The solution seemed to be that we needed to turn management of our world over to a wise, dispassionate, and highly educated elite that would make decisions based on logic and reason rather than the nationalistic and hateful tribalism that had herded us into World War II (and World War I only thirty years before) like stupid sheep screaming their way to the slaughterhouse.
Of course, in order to—at least in theory—make this most brilliant of all systems work efficiently, the technocrats put in charge of managing both our nation and world needed to be as insulated from the vile muck of political and national influences as possible. Therefore, government bureaucrats gained nearly ironclad job protections, academics with tenure were impossible to fire, judges were granted lifetime appointments, and the international organizations we supported were beyond the control of any one nation. This would—again, in theory—allow for the development and implementation of policies that were entirely separated from greed and hatred, which would eliminate any possibility of errors driven by partisan passions.
And, as we all know now, our world is today a paragon of Platonic perfection. Right?
A funny thing has happened on the way to a utopia designed and managed by the smartest people on our planet. It turns out that geniuses can make some awfully stupid decisions, and removing these big brains from any prospect of accountability has led to an insular arrogance that can be just as destructive as bombs and bullets.
First off, the idea that any human being could be hermetically sealed from the world around us—much less their own private weaknesses and ambitions—was always a bit much to hope for. The lures of power, money, sex, and nepotistic empire building are apparently present whether one is a United Nations bureaucrat or Chicago Alderman. Politics inevitably finds its way into every human enterprise, which turns out to be a bigger problem than we originally imagined when concocting our technocratic utopia. Corruption and incompetence is all around us, but our highly emotional and demonstrably inefficient democratic processes can sometimes help to keep the stench down to a manageable level.

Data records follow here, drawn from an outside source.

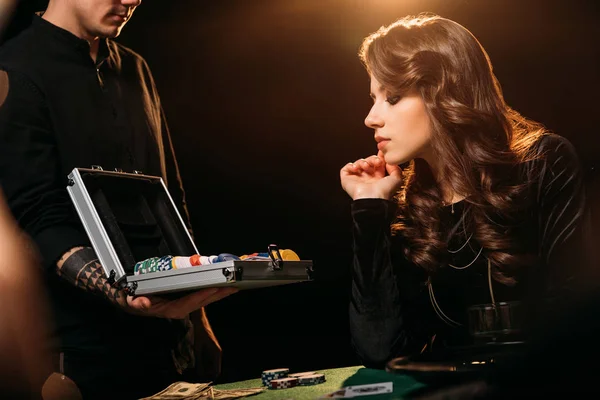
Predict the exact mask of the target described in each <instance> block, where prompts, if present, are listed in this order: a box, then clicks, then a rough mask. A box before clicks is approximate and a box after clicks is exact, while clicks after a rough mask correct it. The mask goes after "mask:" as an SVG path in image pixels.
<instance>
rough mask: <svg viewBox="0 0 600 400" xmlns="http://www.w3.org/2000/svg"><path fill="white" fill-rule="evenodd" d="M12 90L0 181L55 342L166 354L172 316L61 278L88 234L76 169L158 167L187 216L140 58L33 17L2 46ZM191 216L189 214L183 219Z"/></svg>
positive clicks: (150, 169)
mask: <svg viewBox="0 0 600 400" xmlns="http://www.w3.org/2000/svg"><path fill="white" fill-rule="evenodd" d="M0 69H2V70H4V71H6V72H7V73H8V78H9V92H8V96H7V98H6V101H5V102H4V104H3V105H2V107H0V184H1V185H2V189H3V190H4V192H5V193H6V197H7V199H8V203H9V205H10V208H11V209H12V212H13V213H14V215H15V216H16V218H17V220H18V221H19V224H20V225H21V227H22V228H23V229H24V230H25V231H26V232H27V233H28V234H29V235H31V237H32V238H33V240H34V242H35V243H36V244H37V246H38V248H39V250H40V253H41V256H42V260H43V265H44V267H45V268H46V269H47V272H48V273H47V274H46V276H47V281H48V288H49V293H50V298H51V301H52V304H53V306H54V311H55V316H56V318H55V320H56V334H57V338H59V339H60V340H59V341H58V343H57V344H58V345H59V346H60V348H61V349H62V350H63V351H66V352H71V353H72V354H75V353H77V354H79V353H81V354H97V355H99V356H108V355H111V354H112V355H114V354H116V353H115V352H117V353H119V352H123V351H124V349H125V348H126V349H127V353H128V354H130V355H131V357H132V358H134V359H140V358H139V357H143V356H145V357H147V358H148V359H152V360H153V361H155V362H157V363H159V362H163V363H164V361H165V360H169V362H171V361H170V358H171V354H170V352H171V349H172V348H173V346H174V344H175V342H176V340H177V339H176V337H175V336H176V335H175V332H176V331H177V330H176V329H175V325H176V324H174V323H173V322H172V321H169V320H166V319H158V318H149V317H136V316H132V315H130V314H127V313H125V312H124V311H122V310H121V309H118V308H117V307H115V306H114V305H112V304H109V302H108V301H106V300H104V299H100V298H99V297H96V296H93V295H90V294H89V293H86V292H84V291H82V290H81V289H78V288H75V287H73V286H72V285H71V284H69V283H67V282H65V281H63V280H62V279H60V278H58V276H57V275H56V274H55V273H54V271H53V269H54V268H55V264H56V262H57V260H58V259H59V258H60V256H61V255H62V254H64V253H65V252H66V251H68V250H69V249H71V248H73V247H76V246H81V245H89V240H88V238H87V236H86V234H85V231H84V229H83V227H82V225H81V223H80V221H79V219H78V217H77V215H76V213H75V210H74V208H73V206H72V203H71V201H70V199H69V196H68V193H67V191H66V185H67V175H68V174H69V173H70V172H71V170H72V169H73V168H76V167H84V168H85V167H88V168H89V167H90V166H91V165H100V166H102V167H103V168H104V169H113V168H121V169H123V170H124V171H125V172H131V171H134V170H139V171H143V173H145V174H149V175H157V176H162V177H163V179H164V180H165V182H166V183H167V185H168V188H169V191H170V193H171V195H172V197H173V200H174V201H175V203H176V204H177V206H178V208H179V209H180V212H181V213H182V215H183V216H184V219H187V213H186V211H185V203H184V194H183V190H182V187H181V181H180V179H179V173H178V168H177V165H176V161H175V156H174V153H173V146H172V143H171V140H170V137H169V132H168V129H167V126H166V124H165V119H164V116H163V112H162V108H161V104H160V100H159V96H158V94H157V91H156V87H155V85H154V82H153V78H152V75H151V73H150V70H149V68H148V66H147V64H146V62H145V61H144V59H143V58H142V57H141V56H139V55H138V54H136V53H134V52H133V51H131V50H129V49H127V48H125V47H123V46H121V45H119V44H117V43H115V42H114V41H112V40H105V41H101V45H100V50H99V54H98V60H97V62H94V61H93V60H92V58H91V57H90V46H89V44H88V42H87V41H85V40H82V39H79V38H78V37H76V36H74V35H72V34H71V33H69V32H67V31H65V30H63V29H61V28H58V27H56V26H54V25H52V24H51V23H49V22H47V21H45V20H44V19H42V18H39V17H36V18H35V19H34V22H33V24H32V26H31V27H30V28H28V29H26V30H25V31H24V32H22V34H20V35H19V36H18V37H16V38H14V39H12V40H10V41H9V42H7V43H6V44H5V45H4V46H3V47H2V49H1V50H0ZM187 221H188V222H189V219H187Z"/></svg>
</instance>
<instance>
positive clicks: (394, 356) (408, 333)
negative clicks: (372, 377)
mask: <svg viewBox="0 0 600 400" xmlns="http://www.w3.org/2000/svg"><path fill="white" fill-rule="evenodd" d="M538 154H539V155H540V157H539V158H538V159H536V160H534V161H531V162H529V163H526V164H524V165H523V171H522V172H523V175H524V176H525V177H527V178H528V181H529V182H532V189H531V191H530V193H531V196H532V201H531V204H532V205H531V207H530V209H528V210H526V211H525V212H524V214H523V215H524V218H523V219H522V220H520V221H519V222H520V224H519V225H518V227H517V229H515V234H516V235H518V238H519V243H520V244H521V245H522V247H523V248H524V249H526V250H528V252H529V253H532V254H535V255H537V256H538V257H539V265H537V266H535V268H523V270H522V271H521V273H518V274H517V278H518V279H517V281H518V282H517V284H516V285H515V286H507V285H503V284H500V283H498V282H492V290H490V287H489V285H490V283H489V278H488V263H487V259H486V257H485V249H482V248H481V246H480V245H479V244H478V243H477V241H476V240H475V239H474V238H473V237H472V236H471V234H470V232H469V231H468V229H463V226H464V225H463V218H464V217H465V215H466V214H467V213H468V211H469V210H468V208H469V205H468V203H467V202H466V201H464V200H463V201H461V202H458V203H456V204H454V205H453V206H452V207H450V206H446V207H443V208H442V210H441V222H442V226H445V227H447V228H448V232H449V235H448V237H449V238H448V250H449V251H448V254H447V257H446V259H445V260H442V266H441V267H440V268H439V269H438V270H437V271H436V273H435V274H432V275H431V276H430V275H429V274H427V273H426V272H425V271H424V270H423V269H421V268H419V267H417V266H416V265H414V264H412V263H410V262H408V261H407V259H406V258H405V257H404V255H403V251H402V249H403V247H404V240H403V237H402V236H401V235H395V236H392V235H391V230H390V224H391V223H392V221H393V220H394V216H395V212H396V208H395V204H394V203H392V202H390V201H386V200H382V199H361V200H356V201H354V202H353V203H352V217H353V221H354V225H353V232H354V235H353V236H354V242H353V248H354V264H353V272H352V277H353V280H352V295H351V304H350V327H351V334H352V340H353V345H354V347H355V349H356V351H357V353H358V355H359V357H360V358H361V359H362V361H363V363H364V364H365V365H367V366H371V367H376V368H381V367H383V366H384V365H385V363H386V362H387V361H389V360H390V359H392V358H394V357H397V356H401V355H411V354H419V352H421V351H422V350H423V348H424V347H425V345H427V347H428V348H429V349H428V351H434V352H437V353H441V352H443V351H444V349H451V348H459V347H460V346H468V345H471V344H473V341H472V338H471V336H470V333H469V320H468V314H467V309H468V308H469V307H470V306H473V305H478V304H490V303H492V297H491V296H492V295H493V296H494V300H495V301H496V302H497V303H499V302H511V301H520V302H524V301H528V300H530V297H533V296H538V295H543V296H546V297H547V298H555V299H559V300H566V299H567V297H569V296H571V294H572V293H573V292H574V291H575V290H577V285H576V283H577V281H576V279H575V278H580V277H582V276H583V275H578V274H579V273H582V272H583V271H581V268H583V265H581V264H580V263H581V261H582V259H585V255H583V254H582V253H581V252H579V253H578V251H577V249H581V248H582V247H580V245H581V239H582V236H581V235H582V232H583V229H582V223H581V220H582V216H583V215H584V192H583V185H582V182H583V181H582V170H581V166H580V163H579V159H578V157H577V154H576V153H575V151H574V149H573V147H572V145H571V144H570V143H569V142H568V141H567V140H566V139H565V138H562V137H560V136H558V135H552V134H549V135H546V136H544V137H543V138H542V139H541V140H540V141H539V143H538ZM534 174H536V175H537V174H539V176H536V175H534ZM534 178H535V179H534ZM534 300H535V299H534ZM434 335H435V340H434V341H433V343H434V345H432V339H433V338H434Z"/></svg>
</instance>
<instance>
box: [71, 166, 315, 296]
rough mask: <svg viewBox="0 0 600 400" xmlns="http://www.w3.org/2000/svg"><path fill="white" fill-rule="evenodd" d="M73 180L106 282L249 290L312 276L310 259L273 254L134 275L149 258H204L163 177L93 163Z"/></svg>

In addition, a disconnect from reality eventually hobbles any organization that is wholly insulated from the messy and crass world that exists outside of hushed, wood-paneled conference rooms. People who, for example, have absolute job security, simply cannot today quite understand why the pesky carbon-based life forms under their command are upset every time one of their policies harms businesses or reduces employment. Having no concept of unemployment or bankruptcy because of their own privileged positions that are divorced from the proletarian concerns of high grocery bills, tight family budgets, or cruel evictions, the wails of complaint from the suddenly unemployed hoi polloi do little but confirm to their obviously beneficent masters the stupidity and short-sightedness of the fools that they are managing through the Coronavirus response.
However, the biggest problem of all is both simple and basic: Smart people still live with the same human flaws and limitations as the rest of us. They simply have been granted the power to screw up our lives in brilliant new ways.

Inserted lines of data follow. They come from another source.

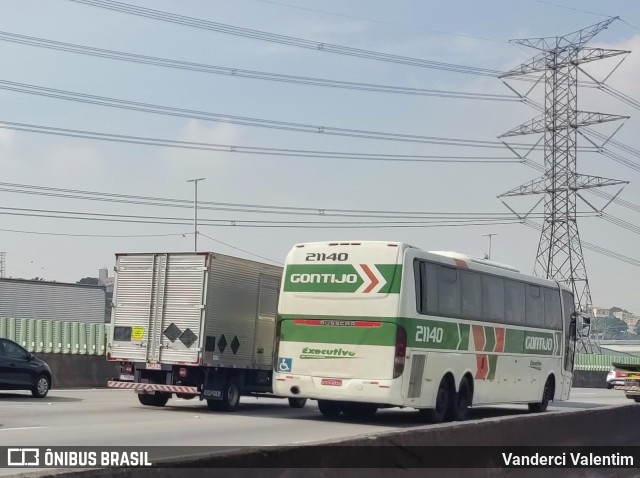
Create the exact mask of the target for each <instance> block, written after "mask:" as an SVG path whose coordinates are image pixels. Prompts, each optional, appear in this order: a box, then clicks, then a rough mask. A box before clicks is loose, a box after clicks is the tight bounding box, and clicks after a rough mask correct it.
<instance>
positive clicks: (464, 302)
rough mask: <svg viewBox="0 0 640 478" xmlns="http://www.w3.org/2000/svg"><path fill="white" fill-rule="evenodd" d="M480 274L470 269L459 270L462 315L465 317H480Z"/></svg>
mask: <svg viewBox="0 0 640 478" xmlns="http://www.w3.org/2000/svg"><path fill="white" fill-rule="evenodd" d="M480 277H481V276H480V274H476V273H475V272H471V271H460V285H461V289H462V290H461V294H460V295H461V298H462V317H464V318H465V319H472V320H473V319H476V320H479V319H481V318H482V285H481V281H480Z"/></svg>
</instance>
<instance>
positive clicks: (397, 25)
mask: <svg viewBox="0 0 640 478" xmlns="http://www.w3.org/2000/svg"><path fill="white" fill-rule="evenodd" d="M256 1H258V2H263V3H269V4H271V5H279V6H281V7H287V8H295V9H297V10H305V11H308V12H316V13H323V14H325V15H332V16H336V17H343V18H350V19H353V20H363V21H365V22H369V23H378V24H380V25H388V26H392V27H398V28H412V29H416V30H422V31H425V32H430V33H438V34H441V35H452V36H459V37H464V38H473V39H474V40H485V41H491V42H496V43H507V44H509V42H507V41H505V40H496V39H495V38H486V37H480V36H476V35H468V34H466V33H454V32H446V31H442V30H434V29H431V28H424V27H420V26H417V25H411V24H408V23H394V22H385V21H382V20H373V19H371V18H364V17H359V16H355V15H346V14H344V13H336V12H329V11H326V10H319V9H317V8H309V7H302V6H300V5H291V4H289V3H284V2H274V1H273V0H256Z"/></svg>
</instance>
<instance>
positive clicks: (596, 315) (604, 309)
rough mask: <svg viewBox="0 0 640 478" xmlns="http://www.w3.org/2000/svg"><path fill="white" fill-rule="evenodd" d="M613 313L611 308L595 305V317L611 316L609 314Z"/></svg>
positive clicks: (593, 316) (594, 313) (593, 307)
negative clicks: (606, 307) (601, 306)
mask: <svg viewBox="0 0 640 478" xmlns="http://www.w3.org/2000/svg"><path fill="white" fill-rule="evenodd" d="M610 313H611V309H607V308H605V307H593V317H595V318H596V319H597V318H602V317H609V314H610Z"/></svg>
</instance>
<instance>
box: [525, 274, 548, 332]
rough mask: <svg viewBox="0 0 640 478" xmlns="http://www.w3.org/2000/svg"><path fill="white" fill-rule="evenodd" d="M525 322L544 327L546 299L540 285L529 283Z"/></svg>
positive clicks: (528, 325) (527, 285) (541, 326)
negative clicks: (544, 317) (545, 305)
mask: <svg viewBox="0 0 640 478" xmlns="http://www.w3.org/2000/svg"><path fill="white" fill-rule="evenodd" d="M525 302H526V304H525V314H526V316H525V322H526V324H527V325H528V326H529V327H544V299H543V298H542V290H541V289H540V286H537V285H531V284H527V295H526V299H525Z"/></svg>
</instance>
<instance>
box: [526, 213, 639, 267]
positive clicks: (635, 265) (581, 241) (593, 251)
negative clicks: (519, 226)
mask: <svg viewBox="0 0 640 478" xmlns="http://www.w3.org/2000/svg"><path fill="white" fill-rule="evenodd" d="M522 224H524V225H525V226H529V227H531V228H533V229H536V230H538V231H542V226H541V225H540V224H536V223H534V222H532V221H529V220H524V221H523V222H522ZM580 242H581V244H582V247H583V248H584V249H588V250H590V251H593V252H597V253H598V254H602V255H604V256H606V257H609V258H611V259H616V260H619V261H622V262H625V263H626V264H630V265H632V266H636V267H640V260H638V259H634V258H633V257H629V256H625V255H623V254H619V253H617V252H614V251H612V250H610V249H607V248H605V247H601V246H597V245H595V244H592V243H590V242H586V241H582V240H581V241H580Z"/></svg>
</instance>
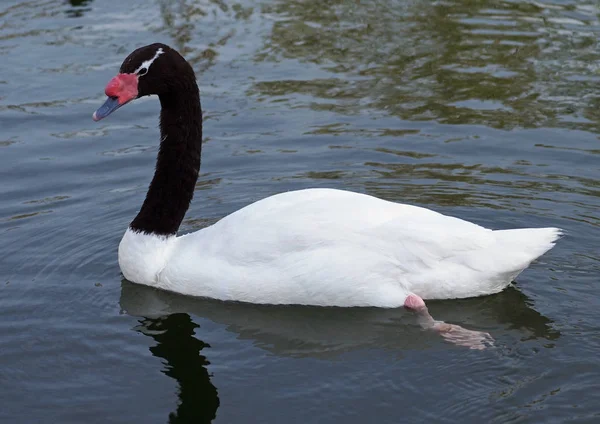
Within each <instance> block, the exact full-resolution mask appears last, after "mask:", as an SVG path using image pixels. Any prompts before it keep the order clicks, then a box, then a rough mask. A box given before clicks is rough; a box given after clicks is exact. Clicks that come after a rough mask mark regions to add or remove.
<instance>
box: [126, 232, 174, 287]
mask: <svg viewBox="0 0 600 424" xmlns="http://www.w3.org/2000/svg"><path fill="white" fill-rule="evenodd" d="M176 239H177V237H176V236H161V235H156V234H147V233H142V232H138V231H135V230H132V229H131V228H127V231H126V232H125V234H124V235H123V238H122V239H121V243H120V244H119V266H120V267H121V272H123V275H124V276H125V278H127V279H128V280H129V281H134V282H136V283H139V284H145V285H148V286H153V287H157V286H158V285H159V281H160V273H161V272H162V271H163V269H164V268H165V266H166V265H167V263H168V260H169V257H170V254H171V251H172V250H173V247H174V245H175V241H176Z"/></svg>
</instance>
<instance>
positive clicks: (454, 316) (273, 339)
mask: <svg viewBox="0 0 600 424" xmlns="http://www.w3.org/2000/svg"><path fill="white" fill-rule="evenodd" d="M529 303H530V302H529V300H528V299H527V297H526V296H525V295H524V294H523V293H521V292H520V291H519V290H517V289H515V288H512V287H511V288H508V289H507V290H505V291H504V292H502V293H499V294H496V295H492V296H486V297H482V298H474V299H463V300H453V301H439V302H431V306H430V309H431V310H432V312H433V313H435V314H436V316H439V317H440V318H442V319H444V320H447V321H453V322H458V323H461V324H468V325H470V326H473V327H478V328H480V329H482V330H485V331H489V332H491V333H493V334H494V335H495V336H499V335H500V334H499V333H509V332H513V333H514V332H516V333H517V334H516V335H513V336H512V337H517V338H520V339H530V338H540V337H542V338H546V339H551V340H554V339H556V338H558V337H560V333H559V332H558V331H556V330H554V329H553V328H552V327H551V321H550V320H549V319H548V318H546V317H545V316H543V315H541V314H540V313H539V312H537V311H536V310H535V309H533V308H532V307H531V306H530V305H529ZM457 306H458V307H457ZM121 307H122V309H124V310H125V311H126V312H127V313H128V314H130V315H133V316H143V317H160V316H166V315H170V314H177V313H180V312H186V313H189V314H193V315H196V316H198V317H201V318H206V319H208V320H210V321H212V322H215V323H217V324H222V325H225V326H226V327H227V330H228V331H231V332H233V333H236V334H237V335H238V337H239V338H242V339H249V340H252V341H253V343H254V344H255V345H256V346H258V347H260V348H262V349H265V350H268V351H270V352H272V353H274V354H277V355H283V356H315V357H321V358H327V357H334V356H336V355H337V354H339V353H341V352H345V351H351V350H357V349H362V348H369V349H372V348H376V349H386V350H394V351H395V352H401V351H402V350H404V349H413V350H414V349H426V348H428V347H429V346H431V345H439V344H441V343H443V341H442V340H441V339H440V338H439V336H438V335H437V334H435V333H433V332H425V331H423V330H422V329H421V327H420V326H419V325H418V323H417V321H416V318H415V316H414V315H413V314H411V313H410V312H408V311H406V310H405V309H404V308H398V309H380V308H325V307H306V306H269V305H253V304H244V303H231V302H220V301H215V300H209V299H202V298H193V297H186V296H181V295H178V294H175V293H170V292H163V291H159V290H156V289H153V288H150V287H146V286H141V285H137V284H132V283H130V282H128V281H126V280H123V282H122V286H121ZM190 337H191V336H190ZM175 378H177V377H175Z"/></svg>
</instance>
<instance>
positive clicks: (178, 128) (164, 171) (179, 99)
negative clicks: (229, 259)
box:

Albert Einstein might have been among the most intelligent people who ever lived, but it never occurred to him while he was making his most incredible discoveries that they would someday be used to create the world’s most destructive weapons. The Ivy League educated governmental elite of the 1960’s stepped right into the steaming hot mess of the Vietnam War without a second thought—and destroyed a generation of young Americans. Very smart aerospace engineers still cut corners to meet deadlines—and blew up the space shuttle Challenger in 1986. Arguably the most educated political leader of the post-war era nearly traded away his Presidency in exchange for oral sex in the Oval Office and threw away his chance at killing Osama Bin Laden, the world’s most wanted terrorist, which led directly to the disastrous 9-11 attacks.

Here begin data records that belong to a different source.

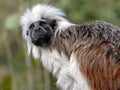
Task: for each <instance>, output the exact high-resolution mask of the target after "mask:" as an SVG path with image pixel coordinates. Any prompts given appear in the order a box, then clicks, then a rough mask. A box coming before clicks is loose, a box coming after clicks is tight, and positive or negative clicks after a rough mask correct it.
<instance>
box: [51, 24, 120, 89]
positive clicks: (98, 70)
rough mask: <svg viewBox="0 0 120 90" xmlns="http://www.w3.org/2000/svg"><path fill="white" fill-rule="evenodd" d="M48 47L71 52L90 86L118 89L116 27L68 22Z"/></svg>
mask: <svg viewBox="0 0 120 90" xmlns="http://www.w3.org/2000/svg"><path fill="white" fill-rule="evenodd" d="M50 48H51V49H52V48H56V49H57V50H58V51H59V52H60V53H61V52H63V53H64V54H65V55H66V56H67V57H68V59H69V58H70V55H71V53H74V56H75V58H76V60H77V62H78V64H79V69H80V71H81V72H82V73H83V75H84V76H85V78H86V79H87V80H88V83H89V86H90V88H91V90H120V28H119V27H117V26H114V25H111V24H108V23H105V22H92V23H87V24H83V25H79V26H71V27H69V28H68V29H67V30H65V31H61V32H59V31H58V32H57V34H56V37H55V36H54V37H53V38H52V39H51V44H50Z"/></svg>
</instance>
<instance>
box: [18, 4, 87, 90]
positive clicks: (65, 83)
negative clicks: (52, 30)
mask: <svg viewBox="0 0 120 90" xmlns="http://www.w3.org/2000/svg"><path fill="white" fill-rule="evenodd" d="M63 16H65V14H64V13H63V12H62V11H61V10H60V9H57V8H55V7H52V6H48V5H40V4H39V5H36V6H34V7H33V8H32V9H27V10H26V11H25V13H24V14H23V16H22V17H21V20H20V23H21V26H22V29H23V37H24V39H25V40H26V42H27V45H28V53H29V54H30V52H31V51H32V55H33V57H34V58H35V59H39V60H41V62H42V63H43V65H44V67H45V68H46V69H48V70H49V71H51V72H52V73H53V75H54V76H56V78H57V79H58V80H57V86H58V87H60V88H61V89H62V90H89V86H88V83H87V80H86V79H85V78H84V76H83V75H82V73H81V72H80V71H79V68H78V66H77V63H76V59H75V58H74V56H73V55H71V58H70V60H68V59H67V57H66V56H65V54H64V53H61V54H59V53H58V51H57V50H56V49H54V50H52V51H50V50H49V48H41V47H37V46H35V45H33V44H32V42H31V40H30V37H29V36H27V35H26V31H27V30H29V28H28V27H29V25H30V24H31V23H33V22H36V21H38V20H40V19H42V18H47V19H54V20H56V21H57V24H58V28H57V29H56V32H58V31H59V32H61V30H65V29H67V28H68V27H69V26H71V25H73V24H72V23H70V22H69V21H68V20H66V19H65V18H63Z"/></svg>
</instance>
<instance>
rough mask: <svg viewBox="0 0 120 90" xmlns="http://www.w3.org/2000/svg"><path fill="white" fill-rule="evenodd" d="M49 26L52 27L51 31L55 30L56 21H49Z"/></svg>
mask: <svg viewBox="0 0 120 90" xmlns="http://www.w3.org/2000/svg"><path fill="white" fill-rule="evenodd" d="M50 26H51V27H52V29H55V27H56V26H57V22H56V20H51V21H50Z"/></svg>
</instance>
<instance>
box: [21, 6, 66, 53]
mask: <svg viewBox="0 0 120 90" xmlns="http://www.w3.org/2000/svg"><path fill="white" fill-rule="evenodd" d="M63 16H65V14H64V13H63V12H62V11H61V10H60V9H58V8H55V7H52V6H50V5H41V4H39V5H36V6H34V7H33V8H31V9H27V10H26V11H25V12H24V13H23V15H22V16H21V19H20V23H21V26H22V30H23V37H24V39H25V40H26V42H27V45H28V52H29V53H30V50H31V49H32V48H34V47H47V46H48V44H49V42H50V39H51V37H52V36H54V35H55V32H56V30H58V28H59V29H62V28H65V27H66V26H68V24H67V20H66V19H65V18H64V17H63Z"/></svg>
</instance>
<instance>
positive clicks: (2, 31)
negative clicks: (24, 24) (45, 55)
mask: <svg viewBox="0 0 120 90" xmlns="http://www.w3.org/2000/svg"><path fill="white" fill-rule="evenodd" d="M38 3H48V4H52V5H54V6H56V7H59V8H61V9H63V10H64V11H65V13H66V14H67V16H66V18H68V19H69V20H70V21H71V22H74V23H77V24H81V23H85V22H90V21H93V20H102V21H107V22H110V23H113V24H115V25H118V26H120V0H0V90H58V89H57V88H56V86H55V81H56V80H55V78H53V77H52V75H51V74H50V73H48V72H47V71H46V70H45V69H44V68H43V67H42V65H41V63H40V62H39V61H36V60H34V59H33V58H32V56H30V57H28V56H27V54H26V46H25V43H24V41H23V40H22V37H21V29H20V25H19V19H20V16H21V14H22V13H23V11H24V10H25V8H28V7H31V6H33V5H35V4H38Z"/></svg>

Mistakes were made, and these continue to be made right up to this moment by those who are supposedly a lot smarter than us.
The concept of rule by a technocratic priesthood that was deliberately kept aloof from the plebeian concerns of the planet’s noisy and unruly inhabitants obviously seemed like a wonderful idea during the years we were recovering from the shocks—and shocking casualties—of two world wars.
However, as we now watch our financial, educational, and healthcare systems collapse into dysfunction and debt, suffer as our clueless leaders lock us in our homes like misbehaving children sent to our rooms, see our economy teeter toward a meltdown, observe the lines forming at local food banks, and wonder how we managed to leverage a troubling viral outbreak into a worldwide economic crisis that will result in deprivations not seen since The Great Depression in the 1930’s, it is worth wondering whether we are living through the twilight of the technocrats and their long era of “enlightened” rule.
Whatever form (or forms) of government come next will, like a Wagnerian opera, be born of a process that is loud, emotional, dramatic—and extreme.